# Java Sonnensystem Applet



## XellosFX (14. Mrz 2005)

Hallo,

ich muss für die Schule ein Java-Applet als Projekt-arbeit erstellen, dies entscheidet über meine Vornote für die Abschlussprüfung. Als Projekt wollte ich ein Sonnensystem mit Java erstellen mit Planeten die sich um die Sonne drehen und evtl. auch noch die zu den Planeten dazugehörigen Monde.

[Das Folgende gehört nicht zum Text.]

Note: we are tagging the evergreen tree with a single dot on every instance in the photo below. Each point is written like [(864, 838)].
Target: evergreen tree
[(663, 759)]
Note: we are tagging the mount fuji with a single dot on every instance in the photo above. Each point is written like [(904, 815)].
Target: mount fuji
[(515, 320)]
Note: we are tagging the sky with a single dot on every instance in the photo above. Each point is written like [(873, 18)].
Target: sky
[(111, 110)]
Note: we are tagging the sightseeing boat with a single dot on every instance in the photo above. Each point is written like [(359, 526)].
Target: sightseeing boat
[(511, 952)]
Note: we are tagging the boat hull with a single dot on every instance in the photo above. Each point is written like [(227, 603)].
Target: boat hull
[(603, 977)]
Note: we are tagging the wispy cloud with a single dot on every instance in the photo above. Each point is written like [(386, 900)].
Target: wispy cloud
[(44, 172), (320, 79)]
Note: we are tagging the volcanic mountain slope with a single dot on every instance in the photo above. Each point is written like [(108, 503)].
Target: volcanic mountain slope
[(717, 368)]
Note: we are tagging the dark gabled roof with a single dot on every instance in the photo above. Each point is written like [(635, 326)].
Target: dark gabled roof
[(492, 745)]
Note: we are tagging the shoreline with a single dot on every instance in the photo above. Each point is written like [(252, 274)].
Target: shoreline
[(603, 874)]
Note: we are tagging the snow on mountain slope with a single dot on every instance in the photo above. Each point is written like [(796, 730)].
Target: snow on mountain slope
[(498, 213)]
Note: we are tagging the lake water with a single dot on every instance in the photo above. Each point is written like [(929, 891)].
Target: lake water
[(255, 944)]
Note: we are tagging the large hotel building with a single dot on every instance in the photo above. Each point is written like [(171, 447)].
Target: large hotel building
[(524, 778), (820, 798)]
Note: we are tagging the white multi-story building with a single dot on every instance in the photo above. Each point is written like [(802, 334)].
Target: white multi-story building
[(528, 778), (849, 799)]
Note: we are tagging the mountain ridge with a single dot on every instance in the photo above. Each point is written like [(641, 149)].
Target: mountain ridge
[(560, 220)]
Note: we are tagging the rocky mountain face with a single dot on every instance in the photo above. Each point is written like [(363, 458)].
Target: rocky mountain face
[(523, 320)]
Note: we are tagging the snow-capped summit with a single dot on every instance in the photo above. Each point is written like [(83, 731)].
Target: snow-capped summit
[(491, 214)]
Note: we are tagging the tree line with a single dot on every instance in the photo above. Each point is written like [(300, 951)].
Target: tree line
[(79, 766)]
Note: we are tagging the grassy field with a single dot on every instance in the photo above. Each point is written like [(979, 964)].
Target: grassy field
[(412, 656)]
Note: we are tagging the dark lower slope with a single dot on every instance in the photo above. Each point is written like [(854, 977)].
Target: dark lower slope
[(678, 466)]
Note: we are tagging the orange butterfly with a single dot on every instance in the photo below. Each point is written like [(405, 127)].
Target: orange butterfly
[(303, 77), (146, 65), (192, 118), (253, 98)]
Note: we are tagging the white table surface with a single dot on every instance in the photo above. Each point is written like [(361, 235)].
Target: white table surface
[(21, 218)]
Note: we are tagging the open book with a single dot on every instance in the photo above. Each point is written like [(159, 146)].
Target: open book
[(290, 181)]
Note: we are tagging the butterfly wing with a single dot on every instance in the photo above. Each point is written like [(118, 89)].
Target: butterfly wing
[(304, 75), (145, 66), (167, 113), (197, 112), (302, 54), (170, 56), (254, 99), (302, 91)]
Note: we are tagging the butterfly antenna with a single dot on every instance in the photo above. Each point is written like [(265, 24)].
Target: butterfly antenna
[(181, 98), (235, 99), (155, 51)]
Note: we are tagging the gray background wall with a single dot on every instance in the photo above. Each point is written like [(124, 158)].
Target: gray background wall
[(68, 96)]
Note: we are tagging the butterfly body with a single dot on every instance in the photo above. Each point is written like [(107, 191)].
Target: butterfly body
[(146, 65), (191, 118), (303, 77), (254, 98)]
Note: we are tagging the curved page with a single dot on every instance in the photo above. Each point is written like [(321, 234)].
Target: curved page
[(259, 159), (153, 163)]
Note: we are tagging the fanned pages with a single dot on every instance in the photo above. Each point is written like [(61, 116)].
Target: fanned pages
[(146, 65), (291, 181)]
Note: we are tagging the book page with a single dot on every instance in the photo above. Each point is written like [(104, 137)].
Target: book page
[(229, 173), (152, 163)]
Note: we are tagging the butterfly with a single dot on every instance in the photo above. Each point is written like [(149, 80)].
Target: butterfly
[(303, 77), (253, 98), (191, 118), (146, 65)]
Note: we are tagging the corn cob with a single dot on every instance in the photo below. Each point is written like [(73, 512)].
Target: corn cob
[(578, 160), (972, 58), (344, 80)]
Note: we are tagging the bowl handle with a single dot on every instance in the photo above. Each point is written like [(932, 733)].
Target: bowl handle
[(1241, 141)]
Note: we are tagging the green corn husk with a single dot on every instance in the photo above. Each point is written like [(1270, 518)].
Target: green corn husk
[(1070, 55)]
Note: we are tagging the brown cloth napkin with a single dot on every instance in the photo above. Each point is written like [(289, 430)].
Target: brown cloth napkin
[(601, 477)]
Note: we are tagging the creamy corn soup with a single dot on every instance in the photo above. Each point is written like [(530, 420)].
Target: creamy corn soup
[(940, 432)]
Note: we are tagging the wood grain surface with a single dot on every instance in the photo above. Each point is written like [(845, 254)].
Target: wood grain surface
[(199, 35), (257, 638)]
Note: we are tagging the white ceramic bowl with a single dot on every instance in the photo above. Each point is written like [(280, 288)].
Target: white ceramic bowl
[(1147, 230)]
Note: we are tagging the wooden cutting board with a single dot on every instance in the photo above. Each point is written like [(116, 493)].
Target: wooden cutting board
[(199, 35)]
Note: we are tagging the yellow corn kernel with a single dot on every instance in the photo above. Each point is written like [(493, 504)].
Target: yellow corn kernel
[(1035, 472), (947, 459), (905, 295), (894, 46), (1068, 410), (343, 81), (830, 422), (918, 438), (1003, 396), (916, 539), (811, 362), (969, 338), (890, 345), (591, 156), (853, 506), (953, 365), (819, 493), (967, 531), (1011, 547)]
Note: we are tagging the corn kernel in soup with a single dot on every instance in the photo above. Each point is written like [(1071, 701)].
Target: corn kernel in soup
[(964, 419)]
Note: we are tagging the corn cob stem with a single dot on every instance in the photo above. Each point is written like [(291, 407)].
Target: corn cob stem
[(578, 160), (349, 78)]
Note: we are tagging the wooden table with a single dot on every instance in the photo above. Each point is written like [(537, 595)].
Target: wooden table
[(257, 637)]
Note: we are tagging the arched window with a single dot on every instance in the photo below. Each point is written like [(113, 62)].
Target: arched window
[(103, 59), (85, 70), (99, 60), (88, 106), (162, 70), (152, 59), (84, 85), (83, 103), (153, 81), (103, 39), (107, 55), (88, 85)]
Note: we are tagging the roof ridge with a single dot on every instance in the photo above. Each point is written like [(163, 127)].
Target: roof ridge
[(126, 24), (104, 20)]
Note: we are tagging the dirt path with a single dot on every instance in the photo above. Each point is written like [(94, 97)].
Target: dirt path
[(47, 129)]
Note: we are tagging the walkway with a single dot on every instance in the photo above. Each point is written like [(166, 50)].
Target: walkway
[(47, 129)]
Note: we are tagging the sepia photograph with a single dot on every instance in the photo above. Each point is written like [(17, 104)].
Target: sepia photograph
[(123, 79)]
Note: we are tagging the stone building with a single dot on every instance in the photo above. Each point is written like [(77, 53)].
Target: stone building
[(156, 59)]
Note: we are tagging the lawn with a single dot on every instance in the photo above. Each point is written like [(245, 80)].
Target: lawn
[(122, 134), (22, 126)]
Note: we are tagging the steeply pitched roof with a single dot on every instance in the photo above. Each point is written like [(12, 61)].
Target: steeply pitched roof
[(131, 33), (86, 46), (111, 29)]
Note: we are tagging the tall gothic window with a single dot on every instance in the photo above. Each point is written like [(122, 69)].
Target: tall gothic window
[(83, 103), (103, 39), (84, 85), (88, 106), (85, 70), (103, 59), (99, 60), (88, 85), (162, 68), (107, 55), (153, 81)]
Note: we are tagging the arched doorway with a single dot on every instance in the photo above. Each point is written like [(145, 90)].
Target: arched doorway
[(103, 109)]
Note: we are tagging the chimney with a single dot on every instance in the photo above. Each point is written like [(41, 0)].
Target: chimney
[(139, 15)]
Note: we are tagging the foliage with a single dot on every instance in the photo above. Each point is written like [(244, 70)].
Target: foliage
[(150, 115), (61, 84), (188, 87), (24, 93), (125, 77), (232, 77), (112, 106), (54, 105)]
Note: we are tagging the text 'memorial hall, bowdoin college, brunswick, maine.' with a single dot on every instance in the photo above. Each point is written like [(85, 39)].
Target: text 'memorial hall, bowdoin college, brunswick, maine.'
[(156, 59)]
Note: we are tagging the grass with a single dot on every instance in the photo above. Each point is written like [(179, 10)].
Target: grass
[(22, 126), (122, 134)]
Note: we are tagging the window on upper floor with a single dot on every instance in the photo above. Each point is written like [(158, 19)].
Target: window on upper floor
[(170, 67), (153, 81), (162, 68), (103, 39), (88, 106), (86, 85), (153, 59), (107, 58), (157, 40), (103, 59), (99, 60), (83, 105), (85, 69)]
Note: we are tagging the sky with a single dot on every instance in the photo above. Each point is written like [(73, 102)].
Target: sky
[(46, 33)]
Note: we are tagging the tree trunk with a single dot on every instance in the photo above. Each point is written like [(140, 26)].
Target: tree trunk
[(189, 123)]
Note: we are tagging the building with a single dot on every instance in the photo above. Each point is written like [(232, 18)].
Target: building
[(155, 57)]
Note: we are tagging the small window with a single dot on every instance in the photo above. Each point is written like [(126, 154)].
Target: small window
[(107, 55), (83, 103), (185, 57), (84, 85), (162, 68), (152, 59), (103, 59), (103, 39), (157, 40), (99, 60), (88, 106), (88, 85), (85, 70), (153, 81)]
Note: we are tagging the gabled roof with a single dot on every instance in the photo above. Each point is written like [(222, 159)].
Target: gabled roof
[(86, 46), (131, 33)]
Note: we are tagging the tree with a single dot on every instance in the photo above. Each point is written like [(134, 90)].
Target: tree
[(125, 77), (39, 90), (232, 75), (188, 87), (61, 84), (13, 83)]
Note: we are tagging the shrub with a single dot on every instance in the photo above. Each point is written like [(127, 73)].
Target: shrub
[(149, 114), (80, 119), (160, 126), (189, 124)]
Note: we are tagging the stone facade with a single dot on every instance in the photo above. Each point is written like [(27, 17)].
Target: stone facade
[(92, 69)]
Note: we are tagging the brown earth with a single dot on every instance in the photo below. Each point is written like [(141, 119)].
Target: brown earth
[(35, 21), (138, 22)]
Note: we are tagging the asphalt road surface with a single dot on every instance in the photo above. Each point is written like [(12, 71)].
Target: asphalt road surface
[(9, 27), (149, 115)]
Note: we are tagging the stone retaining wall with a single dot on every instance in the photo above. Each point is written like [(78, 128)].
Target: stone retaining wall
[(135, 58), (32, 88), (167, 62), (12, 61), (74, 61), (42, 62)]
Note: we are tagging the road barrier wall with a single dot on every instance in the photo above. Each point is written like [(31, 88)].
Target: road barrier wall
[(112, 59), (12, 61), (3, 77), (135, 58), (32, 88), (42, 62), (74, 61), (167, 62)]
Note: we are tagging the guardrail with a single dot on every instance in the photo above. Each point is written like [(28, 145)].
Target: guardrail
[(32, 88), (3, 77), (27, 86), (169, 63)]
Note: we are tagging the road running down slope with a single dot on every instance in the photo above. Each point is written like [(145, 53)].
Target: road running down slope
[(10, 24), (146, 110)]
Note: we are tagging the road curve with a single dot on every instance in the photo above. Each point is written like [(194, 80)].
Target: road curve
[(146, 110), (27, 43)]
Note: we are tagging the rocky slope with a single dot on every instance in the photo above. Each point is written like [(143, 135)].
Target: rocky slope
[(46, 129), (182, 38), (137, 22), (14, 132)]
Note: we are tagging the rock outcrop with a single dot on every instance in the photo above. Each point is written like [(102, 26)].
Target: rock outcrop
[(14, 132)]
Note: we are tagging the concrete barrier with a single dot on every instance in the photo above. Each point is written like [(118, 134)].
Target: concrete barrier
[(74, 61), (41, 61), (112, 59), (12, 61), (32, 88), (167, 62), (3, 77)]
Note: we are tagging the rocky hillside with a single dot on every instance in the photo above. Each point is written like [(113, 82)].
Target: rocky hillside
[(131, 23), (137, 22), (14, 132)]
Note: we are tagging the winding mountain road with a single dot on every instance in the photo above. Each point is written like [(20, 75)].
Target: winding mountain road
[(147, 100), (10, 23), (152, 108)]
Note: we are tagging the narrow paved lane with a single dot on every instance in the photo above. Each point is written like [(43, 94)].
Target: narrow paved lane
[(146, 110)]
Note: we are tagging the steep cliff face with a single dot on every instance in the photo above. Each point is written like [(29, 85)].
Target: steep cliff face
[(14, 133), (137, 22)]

Dies soll wenn es geht in 3D sein.
Von euch wollte ich wissen wie ich dies am besten realisieren kann.
Habe ca. 5 Wochen zeit dafür.

XellosFX


----------



## Sky (14. Mrz 2005)

Wie sieht denn dein Ansatz aus?

Oder gibt es ein konkretes Problem zur Aufgabenstellung?


----------



## XellosFX (14. Mrz 2005)

Nen ansatz hab ich noch nicht, hab mich erst heute für mein Projekt entschieden.
Ein Problem kenn ich jedenfalls schon und das ist Umlaufban der Planeten ich weiß nicht wie ich die berechnen soll!


----------



## DP (14. Mrz 2005)

na das ist doch mal ein nettes projekt 

wieso umlaufbahn berechnen? die umlaufbahnen findest du sicherlich im netz. 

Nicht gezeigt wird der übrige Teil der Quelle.